DIN and AISI codes of metal steaths
METAL STEATH TYPE	DIN	AISI
1.4301	X 5 CrNi 18 10	304
1.4571	X 6 CrNiTi 18 11	321
1.4571	X 6 CrNiMoTi 17 12 2	316 Ti
1.4749	X 18 CrN 28	446-1
1.4841	X 15 CrNiSi 25 20	314
Inconel-600	2.4816	B 166

OPTIMAL TEMPERATURES AND COMPOSITION RATE OF METAL PROTECTING TUBES ACCORDING TO THE DIN STANDARDS
METAL PROTECTING TUBE TYPE	CONT. RUNNING TEMPERATURE	MAX. RUNNING TEMP.	C%	Si%	Mn%	P%	S%	Cr%	Mo%	Ni%	Others%
1.4301	900°C	1000°C	≤0,07	1,0	2,00	0,045	0,030	17,0-20,0	-	8,5-10,5	Al 1,20-1,70
1.4541	900°C	1000°C	≤0,1	1,0	2,00	0,045	0,030	17,0-19,0	-	9,0-11,5	Ti≥5x%C
1.4571	900°C	1000°C	≤0,1	1,0	2,00	0,045	0,030	16,5-18,5	2,00-2,50	10,5-13,5	Ti≥5x%C
1.4749	1100°C	1200°C	0,15-0,20	≤1,0	≤1,0	0,045	0,030	26,0-29,0	-	-	N 0,15-0,25
1.4841	1000°C	1150°C	0,20	1,5-2,5	2,00	0,045	0,030	24,0-26,0	-	19,0-21,0	-
Inconel-600	1180°C	1250°C	0,05	-	-	0	-	15,5	-	75	Fe 8,0
C-2	950°C	1000°C	0,03	-	0,030	0,01	-	-	-	-	-

2-) CERAMIC STEATHS

If process temperature is over 1200°C, ceramics tubes are commonly used as protecting tubes.

The most commonly used ceramic tube types are below:

KER-530

KER-610

KER-799

CONNECTION HEAD

Element wires and compensation cables are connected in right polarities to the ceramic terminal in connection head that the thermocouple tubes are fastened A-type large and B-type small heads in standards are used.

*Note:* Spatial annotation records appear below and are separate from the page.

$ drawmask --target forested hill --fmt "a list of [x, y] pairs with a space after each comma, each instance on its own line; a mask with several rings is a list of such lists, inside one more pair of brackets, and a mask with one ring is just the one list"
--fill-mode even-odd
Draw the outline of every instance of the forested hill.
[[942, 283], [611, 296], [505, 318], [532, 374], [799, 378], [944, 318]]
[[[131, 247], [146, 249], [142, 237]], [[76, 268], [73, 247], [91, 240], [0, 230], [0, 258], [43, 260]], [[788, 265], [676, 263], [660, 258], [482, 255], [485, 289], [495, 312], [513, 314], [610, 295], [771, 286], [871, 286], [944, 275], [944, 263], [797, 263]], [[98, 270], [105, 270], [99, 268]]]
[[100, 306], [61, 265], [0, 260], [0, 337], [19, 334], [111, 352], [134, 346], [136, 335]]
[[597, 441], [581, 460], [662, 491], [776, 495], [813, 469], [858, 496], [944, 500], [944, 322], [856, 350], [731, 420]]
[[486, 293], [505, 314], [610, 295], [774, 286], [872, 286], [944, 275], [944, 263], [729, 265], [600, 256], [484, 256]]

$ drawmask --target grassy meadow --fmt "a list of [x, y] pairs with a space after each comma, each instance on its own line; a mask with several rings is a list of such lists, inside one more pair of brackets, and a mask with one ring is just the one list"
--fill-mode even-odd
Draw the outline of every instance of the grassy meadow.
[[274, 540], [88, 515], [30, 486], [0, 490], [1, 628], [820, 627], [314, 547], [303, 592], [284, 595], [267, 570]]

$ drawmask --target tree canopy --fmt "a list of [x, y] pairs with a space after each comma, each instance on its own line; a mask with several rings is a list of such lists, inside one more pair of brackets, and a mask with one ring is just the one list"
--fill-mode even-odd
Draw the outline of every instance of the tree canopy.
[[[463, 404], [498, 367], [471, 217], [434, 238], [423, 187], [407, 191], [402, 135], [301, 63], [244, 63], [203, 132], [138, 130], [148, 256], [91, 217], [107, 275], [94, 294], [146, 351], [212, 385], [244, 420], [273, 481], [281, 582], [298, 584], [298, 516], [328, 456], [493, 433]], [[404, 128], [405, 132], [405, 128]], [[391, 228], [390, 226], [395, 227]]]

Connection heads are available having dimensions according to DIN 43729. Metal heads are suitable for a maximum ambient temperature of 200°C. Protection class of heads is IP67. If any head is ordered without standards, EX-PROOF head or special heads are also produced.